Normalizing Flows Literature¶
Training¶
- Can use Reverse-KL
- Can use Forward-KL (aka Maximum Likelihood Estimation)
- Generally possible to sample from the model
Maximum Likelihood Training
Stochastic Gradients
- Stochastic
- Scales to Large Datasets
- Converges to True minimum
- Large body of supportive software
Summarizing¶
Almost all papers are trying to do some form of creating a clever jacobian so that it is relatively cheap to calculate and work with.
I like the slides in this presentation which attempts to summarize the different methods and how they are related.
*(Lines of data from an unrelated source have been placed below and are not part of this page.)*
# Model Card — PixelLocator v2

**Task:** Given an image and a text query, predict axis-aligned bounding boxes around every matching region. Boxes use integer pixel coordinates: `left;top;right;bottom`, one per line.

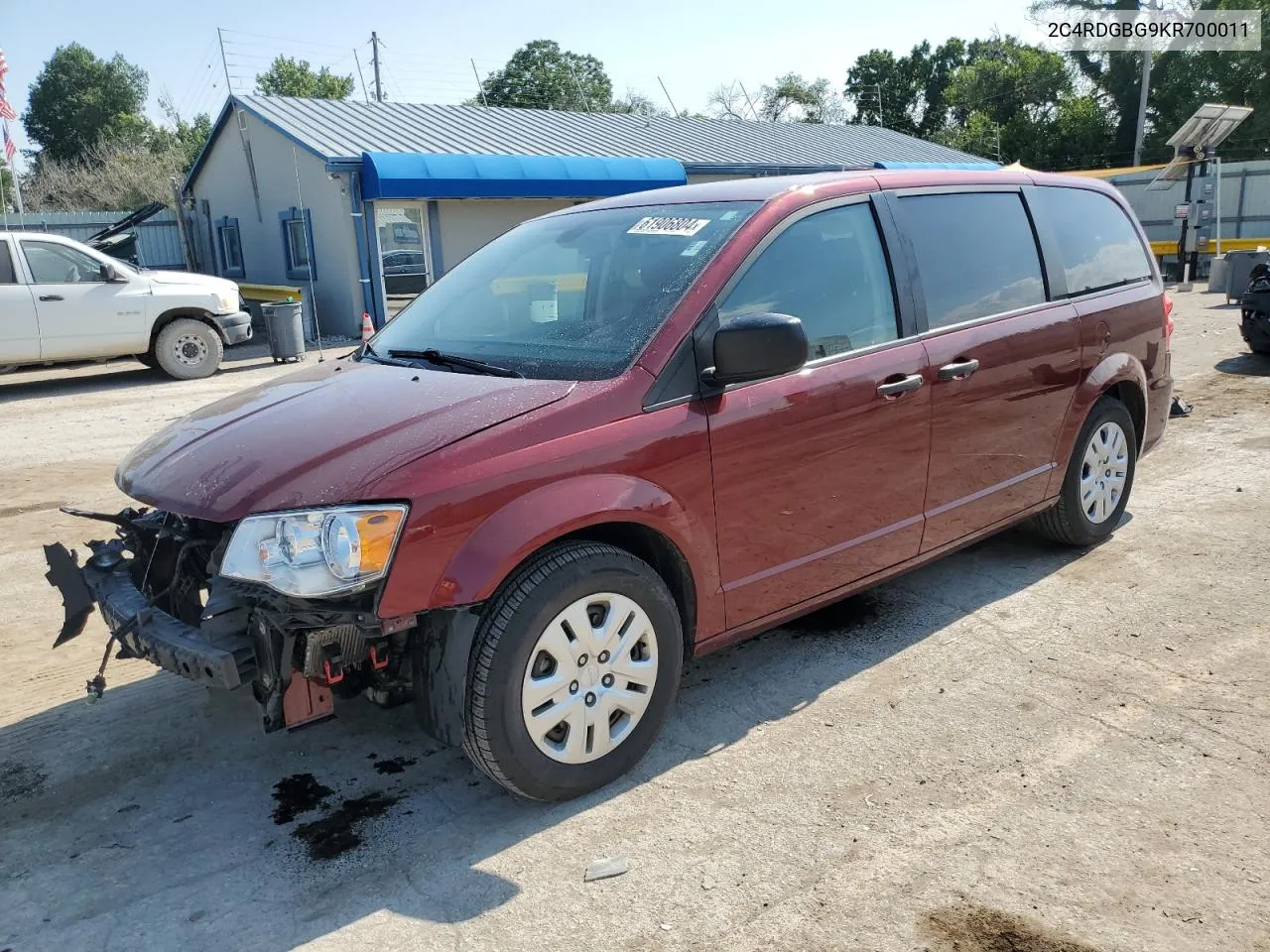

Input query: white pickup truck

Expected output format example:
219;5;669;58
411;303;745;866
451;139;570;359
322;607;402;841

0;231;251;380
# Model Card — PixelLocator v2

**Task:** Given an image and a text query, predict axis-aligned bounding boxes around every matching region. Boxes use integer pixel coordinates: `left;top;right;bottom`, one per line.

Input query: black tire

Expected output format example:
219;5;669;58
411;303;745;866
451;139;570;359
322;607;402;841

463;542;684;801
1036;396;1138;547
155;317;225;380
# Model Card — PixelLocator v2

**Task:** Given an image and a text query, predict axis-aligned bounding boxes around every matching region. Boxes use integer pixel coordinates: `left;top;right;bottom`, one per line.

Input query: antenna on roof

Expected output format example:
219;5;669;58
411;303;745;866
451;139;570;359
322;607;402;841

657;76;680;117
736;80;762;122
569;63;590;113
468;58;489;109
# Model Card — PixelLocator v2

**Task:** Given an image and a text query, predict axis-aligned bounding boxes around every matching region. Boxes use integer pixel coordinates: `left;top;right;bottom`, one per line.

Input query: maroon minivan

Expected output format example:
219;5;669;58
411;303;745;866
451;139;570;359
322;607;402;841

49;171;1172;799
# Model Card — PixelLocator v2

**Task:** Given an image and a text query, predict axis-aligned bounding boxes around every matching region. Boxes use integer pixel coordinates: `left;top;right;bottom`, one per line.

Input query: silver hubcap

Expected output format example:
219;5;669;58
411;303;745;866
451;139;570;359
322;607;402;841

| Jacobian Type | Methods | 
|---|---|
| Determinant Identities | Planar NF, Sylvester NF | 
| Coupling Blocks | NICE, Real NVP, GLOW | 
| AutoRegressive | Inverse AF, Neural AF, Masked AF | 
| Unbiased Estimation | FFJORD, Residual Flows | 
| Diagonal | Gaussianization Flows, GDN | 
Automatic Differentiation¶
According to a talk by Ricky Chen:
For a full Jacobian, need d separate passes. In general, a Jacobian diagonal has the same cost as the full jacobian.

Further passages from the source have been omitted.